Clearly there will be a time to do some sort of strength testing but keep in mind that weighing too heavily on maximum strength can damage the athletes development, especially if the athlete needs to develop other skill sets. Which bring ups another point, over emphasizing strength is all too common when training an athlete. If the athlete has sufficient strength but can not move well on the field, hitting the weights will do little to progress their on field foot work.
When training athletes or even personal training clients, my suggestion is to utilize *technical maxes and repetition maxes. Doing so will allow the athlete or training client to get used to heavier weights via technical maxes and push themselves via repetition maxes. While some trainers may disagree with me, I always ask myself if the athlete that moves 350lbs with good speed vs. doing a max at 375lbs have that much carry over to their on field work? I doubt it.
* Technical maxes are where the athlete or personal training client are attempting heavy weights but still maintaining good form and relatively good speed on the bar. Repetition maxes can be done two fold, 1st) you can choose a weight and do as many as you can stopping short when your technique breaks. Ex: prior you tested at 255 x 8 and than when you post-test you finished 255×12. 2) You choose a rep scheme and than increase your weight until you’ve hit this limit. Ex: 3reps prior you tested at 275×3 post-test you finished with 295×3.

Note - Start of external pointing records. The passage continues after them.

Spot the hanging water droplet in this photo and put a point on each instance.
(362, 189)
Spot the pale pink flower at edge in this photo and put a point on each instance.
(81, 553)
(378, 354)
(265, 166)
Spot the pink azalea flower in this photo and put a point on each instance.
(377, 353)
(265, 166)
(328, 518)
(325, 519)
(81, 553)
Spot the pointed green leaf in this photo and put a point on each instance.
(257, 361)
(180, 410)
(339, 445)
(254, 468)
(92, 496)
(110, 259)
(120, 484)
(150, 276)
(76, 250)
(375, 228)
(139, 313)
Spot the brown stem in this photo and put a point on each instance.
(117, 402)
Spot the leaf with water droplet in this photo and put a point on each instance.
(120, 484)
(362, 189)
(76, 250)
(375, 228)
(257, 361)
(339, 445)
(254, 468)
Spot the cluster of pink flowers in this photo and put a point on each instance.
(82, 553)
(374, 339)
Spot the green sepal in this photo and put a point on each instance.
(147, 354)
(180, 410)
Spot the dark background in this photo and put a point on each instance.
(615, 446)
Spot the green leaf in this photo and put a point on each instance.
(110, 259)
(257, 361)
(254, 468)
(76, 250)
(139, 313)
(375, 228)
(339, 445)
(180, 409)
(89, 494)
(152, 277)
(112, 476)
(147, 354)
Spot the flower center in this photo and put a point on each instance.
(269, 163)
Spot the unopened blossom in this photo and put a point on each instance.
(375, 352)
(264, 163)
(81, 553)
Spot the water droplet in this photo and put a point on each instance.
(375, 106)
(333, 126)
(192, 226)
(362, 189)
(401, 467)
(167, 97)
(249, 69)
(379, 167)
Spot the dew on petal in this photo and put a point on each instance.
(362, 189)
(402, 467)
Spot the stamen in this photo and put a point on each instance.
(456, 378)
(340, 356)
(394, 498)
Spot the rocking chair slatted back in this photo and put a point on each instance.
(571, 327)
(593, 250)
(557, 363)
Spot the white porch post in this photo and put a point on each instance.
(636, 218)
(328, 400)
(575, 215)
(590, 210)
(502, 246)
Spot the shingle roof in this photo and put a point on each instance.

For a personal training client, you also have to take into account that they may not have as much rest and recovery as needed to recuperate from a true max out session. A typical NYC personal training client usually travels a great deal or is sitting down in the office for a good amount of the day. This will limit their performance to an extent and their recovery for the next session.
This same outlook needs to be taken into account when you have a summer athlete doing an internship, especially in New York City. I warn all my summer athletes that their recovery will take a bit longer since they’ll now have to juggle so many aspects of life. This can easily be very overwhelming for an NCAA athlete that isn’t used to waking up at 5am for work, getting screamed throughout the day, sitting down for 10+ hours, and than having to perform well on the field and in the weight room.
To end, all that I ask is that you communicate well with your athlete/client and always look at the risk vs. reward.